夜半さめて見れば夜半さえしらじらと桜散りおりとどまらざらん(馬場あき子『雪鬼華麗』)

 

などは、私は最初「夜にも桜は止まることなく散る」という発見におののいたことを覚えている。つまり私にとっての「桜」は、この歌を読んだ一瞬から、「夜半さえしらじらと散っている」時そのものの止まらない出血のような桜へと更新されたのだ。次から桜を見ては、この認識を思い返さずにはいられない。当たり前だと思っていた世界の認識を更新することは、昔から詩歌の持っていた大きな魅力であり、欠かせないものである。しかし、この歌はアイディアの歌ではないのか?

 

車にも仰臥といふ死春の月(高野ムツオ『萬の翅』)

 

という句が話題になったことがあった。これは3月11日の大震災の日、津波のあとに残された惨状を詠んだものである。車がごろごろと転がっている。車が腹をみせている様子を、「仰臥といふ死」と表現した。この地獄のような地上を、春の月が照らしている。片山由美子は、この句は「春の月」の本意を広げた、と評した。「春の月」という言葉の持つイメージが更新される。

 

 読み方によっては、これら二作品はアイディアの優れた作品ということができる。しかし同時に、これらの作品の背後には、痛切な思いがあることも知っている。「歌林の会」HPで、馬場は次のように回顧している。

 

……宿泊した宿の中庭の桜を、夜半に起き出して眺めていた。灯火のほのかな明りの中に浮かび出た桜は、人々の寝しずまった静かな闇に佇んで、誰の目にも見られないまま、自ずからなる摂理に従って、白い花びらをはらはら、はらはらと惜しみなくこぼしつづけていた。四十九歳で職を捨てた私の感じている、惜しまずにはいられない時間の、刻々の消滅のようにも、私という存在を残して過ぎてゆく非情な時間のようにも感じられた。(歌林の会HP「さくやこの花(44)」)

 

 私自身も、理想から外れた人生の中で、何の分野でも一流になれずいつか死んでゆくことを毎晩のように思い患い、時の流れを思っているから、分かるとは言えないまでも胸は打たれる。

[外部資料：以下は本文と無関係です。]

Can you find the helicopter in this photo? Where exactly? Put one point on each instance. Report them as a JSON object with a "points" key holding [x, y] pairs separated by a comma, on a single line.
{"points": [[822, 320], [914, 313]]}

 しかし、それでさえ、というか、それであるからなお、掲歌はアイディアに優れた作品として評価されねばならない。夜半にさえとどまらず散り続ける桜という具体的なアイテム、アイディアによって、われわれは個別の哀惜をそこに込められる。アイディアを使わなくていいというなら、上記のエッセイのようにして自分の気持ちを好きなだけ語ればいいわけで、日記帳にでも個人的に書いてもらえれば結構なのである。作者にどんな人生や、哀惜や、悲痛さ、気持ちがあるにせよ、短歌という特殊なフィルターを通過させ、作品という形式で保存する以上は、少なからずテクニックを用いている筈である。いや、テクニックは手段であって、本当の気持ちの方が大事なのだ。人間の為にテクニックはあるのだ。などと言うものがいたら私は反吐を吐いてしまうだろう。結果の為に手段を選ぶというのは尋常であるように思われているが、むしろ手段によって結果が変化するということの方が大いにある。というか、本来は、歌人はそのことを信じているからこそ歌を続けている筈なのだ。歌という不自由な枷、手段を用いることによって、初めて自分の中から発見される気持ちがあり、考えがある。つまり、吉本隆明の言った「書くものがあるから詩は作るんじゃない」。詩歌を作るから、汲み上げられるものがある。